This site is supported by donations to The OEIS Foundation.

# Odd numbers

The odd numbers are the integers not divisible by 2. Thus all prime numbers (other than 2) are odd. The odd numbers satisfy the congruences ${\displaystyle \scriptstyle n\,\equiv \,1{\pmod {2}}\,}$ and ${\displaystyle \scriptstyle n\,\equiv \,\pm 1{\pmod {4}}\,}$.

The odd numbers are the square gnomonic numbers, i.e.

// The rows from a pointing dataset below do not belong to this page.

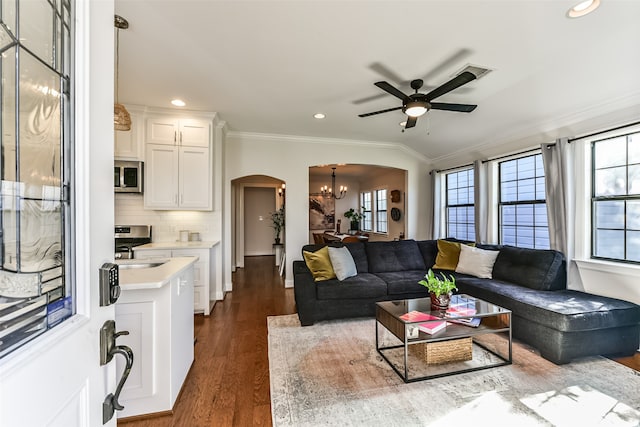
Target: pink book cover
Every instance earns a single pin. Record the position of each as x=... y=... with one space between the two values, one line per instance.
x=417 y=316
x=432 y=327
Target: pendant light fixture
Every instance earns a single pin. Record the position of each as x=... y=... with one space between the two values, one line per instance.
x=328 y=192
x=121 y=117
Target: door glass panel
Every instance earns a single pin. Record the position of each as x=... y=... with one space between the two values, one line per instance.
x=36 y=287
x=36 y=28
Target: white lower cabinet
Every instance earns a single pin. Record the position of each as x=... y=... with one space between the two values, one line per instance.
x=202 y=274
x=160 y=325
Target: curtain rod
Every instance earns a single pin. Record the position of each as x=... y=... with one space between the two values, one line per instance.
x=603 y=131
x=450 y=169
x=511 y=155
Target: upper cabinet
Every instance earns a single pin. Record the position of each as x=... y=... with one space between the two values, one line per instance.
x=178 y=131
x=128 y=145
x=178 y=164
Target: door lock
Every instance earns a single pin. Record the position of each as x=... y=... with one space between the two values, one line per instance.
x=108 y=349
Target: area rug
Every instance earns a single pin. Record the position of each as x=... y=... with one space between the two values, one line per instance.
x=330 y=374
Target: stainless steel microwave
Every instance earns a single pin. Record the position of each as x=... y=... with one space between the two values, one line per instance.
x=128 y=176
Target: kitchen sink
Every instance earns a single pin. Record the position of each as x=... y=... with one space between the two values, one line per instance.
x=145 y=264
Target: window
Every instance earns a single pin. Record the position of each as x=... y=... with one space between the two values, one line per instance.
x=616 y=198
x=367 y=220
x=460 y=213
x=523 y=208
x=381 y=211
x=374 y=208
x=36 y=290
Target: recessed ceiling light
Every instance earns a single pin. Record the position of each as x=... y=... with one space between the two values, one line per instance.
x=583 y=8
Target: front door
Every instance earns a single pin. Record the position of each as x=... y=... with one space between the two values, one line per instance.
x=55 y=378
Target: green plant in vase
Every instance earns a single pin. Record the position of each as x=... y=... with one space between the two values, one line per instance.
x=277 y=223
x=440 y=290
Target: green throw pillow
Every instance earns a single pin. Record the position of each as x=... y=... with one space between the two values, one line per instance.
x=320 y=264
x=448 y=255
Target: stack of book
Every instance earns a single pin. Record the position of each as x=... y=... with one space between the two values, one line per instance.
x=435 y=324
x=455 y=314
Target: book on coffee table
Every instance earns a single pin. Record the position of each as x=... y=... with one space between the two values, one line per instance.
x=454 y=314
x=426 y=327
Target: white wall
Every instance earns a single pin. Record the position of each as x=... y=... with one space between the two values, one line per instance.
x=166 y=225
x=288 y=158
x=392 y=179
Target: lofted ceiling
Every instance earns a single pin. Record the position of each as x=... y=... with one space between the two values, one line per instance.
x=269 y=66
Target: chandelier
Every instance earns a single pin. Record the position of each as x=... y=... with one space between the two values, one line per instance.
x=328 y=192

${\displaystyle 2n+1=(n+1)^{2}-n^{2},\,n\geq 0.\,}$

The generating function of odd numbers ${\displaystyle \scriptstyle 2n-1,\,n\,\geq \,1,\,\,}$ is

${\displaystyle G_{\{2n-1,\,n\geq 1\}}(x)\equiv \sum _{n=1}^{\infty }(2n-1){\frac {x^{n}}{n!}}={\frac {x(x+1)}{(x-1)^{2}}}\,}$

The generating function of odd numbers ${\displaystyle \scriptstyle 2n+1,\,n\,\geq \,0,\,\,}$ is

${\displaystyle G_{\{2n+1,\,n\geq 0\}}(x)\equiv \sum _{n=0}^{\infty }(2n+1){\frac {x^{n}}{n!}}={\frac {(x+1)}{(x-1)^{2}}}\,}$

The positive odd numbers are listed in A005408.